Film: "Jupiter Ascending"; Cast: Channing Tatum, Mila Kunis, Sean Bean, Eddie Redmayne, Douglas Booth and Tuppence Middleton; Directors: Lana Wachowski and Andy Wachowski; Rating: *1/2

With directors Lana and Andy Wachowski helming this project, "Jupiter Ascending" is a perfect example of the phrase, "too many cooks spoil the broth".

This ridiculously convoluted sci-fi tale with a love story thrown in and mounted on a magnificent scale of an action-epic will certainly be the cause of Warner Bros' descent into oblivion.
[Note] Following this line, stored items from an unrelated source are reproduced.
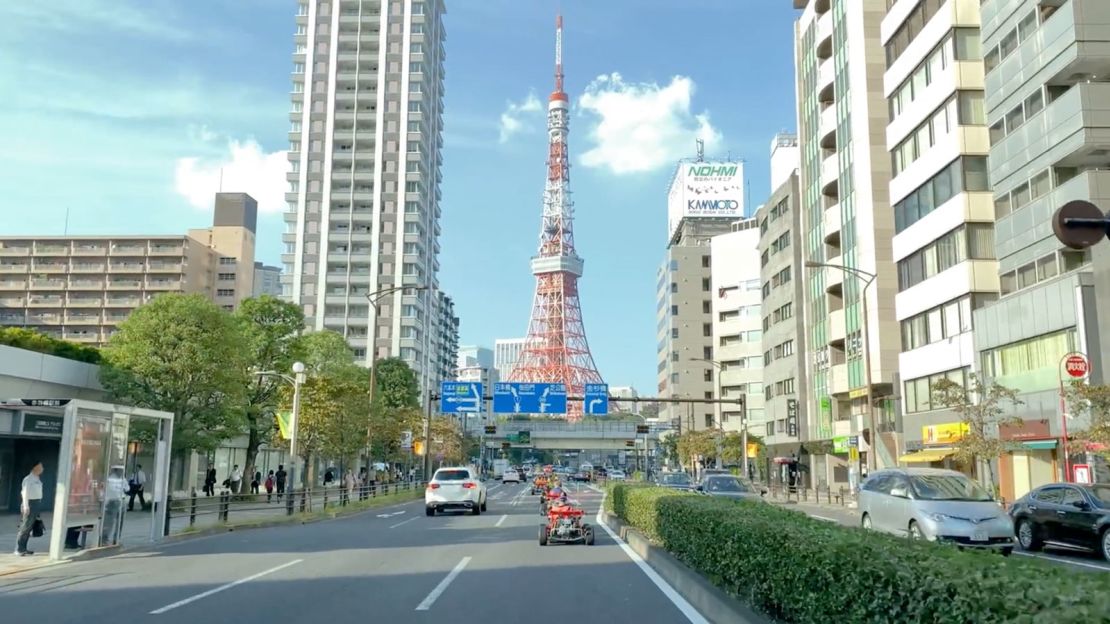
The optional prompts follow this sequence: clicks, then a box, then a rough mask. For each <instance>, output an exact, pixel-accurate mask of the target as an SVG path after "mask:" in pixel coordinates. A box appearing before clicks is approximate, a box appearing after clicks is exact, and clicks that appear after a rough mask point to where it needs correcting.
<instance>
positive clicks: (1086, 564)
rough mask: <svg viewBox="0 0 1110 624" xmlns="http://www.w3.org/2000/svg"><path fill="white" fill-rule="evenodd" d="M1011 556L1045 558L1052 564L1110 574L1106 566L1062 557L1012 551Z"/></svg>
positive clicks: (1107, 568)
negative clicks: (1054, 562) (1091, 570)
mask: <svg viewBox="0 0 1110 624" xmlns="http://www.w3.org/2000/svg"><path fill="white" fill-rule="evenodd" d="M1013 554H1016V555H1022V556H1027V557H1033V558H1045V560H1048V561H1055V562H1059V563H1067V564H1069V565H1078V566H1080V567H1090V568H1092V570H1101V571H1102V572H1110V567H1108V566H1106V565H1099V564H1097V563H1087V562H1082V561H1072V560H1070V558H1063V557H1058V556H1052V555H1045V554H1037V553H1025V552H1021V551H1013Z"/></svg>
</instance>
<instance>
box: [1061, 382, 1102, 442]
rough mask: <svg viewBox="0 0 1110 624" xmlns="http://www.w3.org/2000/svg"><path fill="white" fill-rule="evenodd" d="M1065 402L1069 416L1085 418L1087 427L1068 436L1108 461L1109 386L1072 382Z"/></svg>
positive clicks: (1099, 384) (1070, 432)
mask: <svg viewBox="0 0 1110 624" xmlns="http://www.w3.org/2000/svg"><path fill="white" fill-rule="evenodd" d="M1067 400H1068V401H1067V402H1068V412H1069V415H1071V416H1078V415H1086V416H1087V427H1086V429H1083V430H1080V431H1078V432H1076V433H1074V434H1072V433H1071V432H1069V435H1073V436H1074V437H1076V439H1077V440H1079V441H1081V442H1084V443H1086V446H1088V447H1093V449H1098V450H1099V451H1098V452H1099V454H1101V455H1103V456H1106V457H1107V459H1110V385H1104V384H1087V383H1083V382H1072V384H1071V385H1070V386H1069V388H1068V389H1067Z"/></svg>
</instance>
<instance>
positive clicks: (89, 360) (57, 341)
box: [0, 328, 100, 364]
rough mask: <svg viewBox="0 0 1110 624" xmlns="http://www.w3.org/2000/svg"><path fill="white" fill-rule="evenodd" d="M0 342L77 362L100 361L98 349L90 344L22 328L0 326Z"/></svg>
mask: <svg viewBox="0 0 1110 624" xmlns="http://www.w3.org/2000/svg"><path fill="white" fill-rule="evenodd" d="M0 344H6V345H8V346H14V348H17V349H26V350H28V351H34V352H36V353H46V354H47V355H57V356H59V358H65V359H67V360H77V361H78V362H88V363H90V364H99V363H100V351H98V350H97V349H94V348H92V346H84V345H81V344H77V343H73V342H68V341H64V340H58V339H57V338H50V336H48V335H44V334H41V333H39V332H37V331H33V330H26V329H23V328H0Z"/></svg>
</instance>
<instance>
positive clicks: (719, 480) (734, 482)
mask: <svg viewBox="0 0 1110 624" xmlns="http://www.w3.org/2000/svg"><path fill="white" fill-rule="evenodd" d="M695 490H697V491H698V492H699V493H702V494H705V495H707V496H718V497H722V499H734V500H756V501H758V500H763V495H764V494H766V493H767V491H766V490H761V489H757V487H756V486H755V485H753V484H751V483H749V482H747V481H744V480H743V479H740V477H738V476H735V475H731V474H710V475H708V476H706V477H705V479H703V480H702V483H698V484H697V487H695Z"/></svg>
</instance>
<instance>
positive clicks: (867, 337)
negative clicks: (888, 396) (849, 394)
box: [806, 260, 879, 474]
mask: <svg viewBox="0 0 1110 624" xmlns="http://www.w3.org/2000/svg"><path fill="white" fill-rule="evenodd" d="M806 268H807V269H834V270H837V271H842V272H845V273H848V274H850V275H852V276H854V278H856V280H858V281H861V282H864V288H862V289H860V291H859V299H860V305H861V312H862V321H860V323H859V333H860V334H862V348H864V385H865V389H866V391H867V427H868V429H869V430H870V432H871V442H870V445H871V447H870V450H869V451H868V452H867V472H868V474H870V473H871V472H874V471H875V465H876V462H875V459H876V457H875V456H876V454H877V451H878V447H879V432H878V431H876V430H875V405H874V399H875V397H874V396H872V395H871V346H870V340H868V315H867V289H868V288H870V285H871V284H874V283H875V279H876V278H878V275H876V274H875V273H869V272H867V271H864V270H862V269H856V268H855V266H845V265H844V264H828V263H825V262H814V261H813V260H807V261H806Z"/></svg>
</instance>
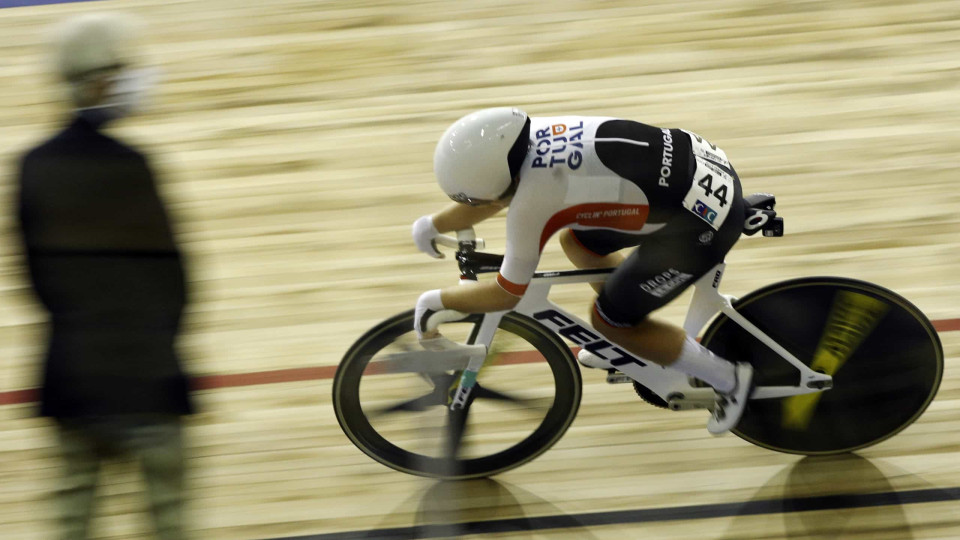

With 'plot' holes galore, the narration follows Jupiter (Mila Kunis), daughter of an astrophysicist father and a mathematician mother, living in Russia.

 

"Born without a country and home" and after the death of her father, "in the house of Leo", Jupiter and her mother live with an extended family that includes her mother's sister and her family. The mother-daughter duo depends on her aunt's family for subsistence. Jupiter leads a pathetic life. She is constantly shown cleaning toilets.

Then one fine day, a bunch of extraterrestrial creatures land up in her room and soon she is kidnapped. Apparently, she is some royal queen of the planet Earth.

On the other hand, on the planet Jupiter, royal siblings older brother Balem (Eddie Redmayne), sister Kalique (Tuppence Middleton) and younger brother Titus (Douglas Booth) are plotting to take control of planet Earth. They have been harvesting humans in order to create a regeneration serum. So they are all out to capture the queen of planet Earth.

Then there's the half-wolf in shining armour, Caine (Channing Tatum), with a blonde goatee and elfin ears, who rescues Jupiter from her captors. He has recently lost his wings and wears shoes that enable him to lift off the ground and zoom across the sky. And during the rescue operation and in between inter-planetary transitions, romance brews between Caine and Jupiter.

Packed with characters with strange power dynamics and no co-relation or strong motivation, it is difficult to decipher what is happening on the screen. The setting too is absurdly off beat and the plot graph lacks logic.

The performances of the A-list star cast are perfunctory and disappointing, especially after watching award winning performances from Channing Tatum in "Foxcatcher" and Eddie Redmayne in "The Theory of Everything". Also, the chemistry between Mila Kunis and Tatum feels overtly forced.

The film is technically spectacular with brilliant sets and graphically designed spacecraft. It is visually beautiful. The graphics and computer generated effects mesh well with John Toll's images. But the 3D effects don't add any value to the viewing experience.

Overall, viewing "Jupiter Ascending" with its faulty script is a tedious affair. It leaves you gasping for oxygen.